Anemone - Grecian Windflower

Anemone blanda White Splendor
Grecian Windflowers are popular as container grown spring bulbs or flower bed happy surprises. They are happy surprises because we tend to forget that we planted them and then in the spring their cheerful, daisy-like blooms pop up year after year.

They are positively delightful to plant near dwarf daffodil varieties such as March Sunshine and Rapture since they bloom around the same time and are about the same height - 6 to 12-inches, creating a sweet bouquet of their own.

Once they get started, Anemones can bloom for a month. If they like their new home they can spread by seed but mine never have. They do hang and in there and bloom for several years but they have never spread for me.

They are cold hardy to zone 5 and do well up to zone 8. Old House Gardens says the White Splendor was introduced in 1950 when it won an RHS award as "the strongest growing and dazzling"

Choose a spot in bright half-sun or half-shade, plant the corms on their edge in well-draining soil. I surround them with a little trough of perlite to help them not drown since our normal rainfall is over 40-inches annually.

I dig the hole 4 inches deep, put in an inch of perlite and then settle the corms, covering them with some native soil mixed with more perlite, about 70 percent soil to 30 percent perlite.

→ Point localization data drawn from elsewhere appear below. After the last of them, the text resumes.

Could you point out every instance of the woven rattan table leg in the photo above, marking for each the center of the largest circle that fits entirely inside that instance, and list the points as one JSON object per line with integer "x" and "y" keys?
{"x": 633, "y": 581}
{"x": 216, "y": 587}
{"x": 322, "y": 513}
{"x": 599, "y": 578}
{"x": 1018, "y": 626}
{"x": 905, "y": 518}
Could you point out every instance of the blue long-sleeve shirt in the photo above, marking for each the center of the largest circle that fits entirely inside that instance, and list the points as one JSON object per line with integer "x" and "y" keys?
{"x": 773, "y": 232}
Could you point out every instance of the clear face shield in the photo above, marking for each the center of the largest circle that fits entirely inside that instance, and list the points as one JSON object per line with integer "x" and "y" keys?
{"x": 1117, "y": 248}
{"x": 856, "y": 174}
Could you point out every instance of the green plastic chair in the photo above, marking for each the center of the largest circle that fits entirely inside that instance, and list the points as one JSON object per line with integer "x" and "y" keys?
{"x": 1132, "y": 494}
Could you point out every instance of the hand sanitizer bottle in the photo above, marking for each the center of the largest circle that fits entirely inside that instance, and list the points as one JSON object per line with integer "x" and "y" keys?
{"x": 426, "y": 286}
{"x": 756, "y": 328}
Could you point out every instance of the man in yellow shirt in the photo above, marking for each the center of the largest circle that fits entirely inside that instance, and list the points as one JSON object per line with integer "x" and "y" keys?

Like crocus bulbs, anemones are relocated by squirrels so protection is helpful. For crocus I use plastic berry baskets. For anemones I've found that topping the planting area with rocks from around the yard is enough to keep them from digging.

Anemone blanda White Splendor
Anemone corms can be soaked before planting or well-watered after planting.

They can also be forced for winter flowering by re-creating nature's process of chilling and warming them.

To force anemone corms -
1. Soak for a few hours in warm water.
2. Put horticultural grit (small stones or pea gravel) in the bottom of a container with holes.
3. Mix compost with more grit or potting soil with perlite to fill container 2/3 full.
4. Place anemone corms on top. One reference says that flat edge you see in the photo of my corms is where the leaves emerged last season so it would be planted up. Another resource says plant the point up. If you need to know which side goes up you can plant them 2-inches deep in moist sand and check them in a week or two. You will be able to see where the roots have grown.
5. Cover corms with more compost or sterile potting soil. Moisten thoroughly.
6. Put in cold, dark spot and check weekly so they don't dry out. Never let them stay soaking wet.
7. When leaves begin to emerge, place in warm, bright light.

By the way, Anemones are in the Ranunculaceae or Buttercup plant family, along with
 Clematis, Delphiniums, Nigella, Lesser Celandine and Helebores - ergo their preference for part-shade.

They are native to more than Greece even though their name is Grecian Wind Flower. They also are naive to Turkey, Lebanon and Syria.

According to MOBOT's Plant Finder they tolerate black walnut trees and are not eaten by deer. Good news for many gardeners!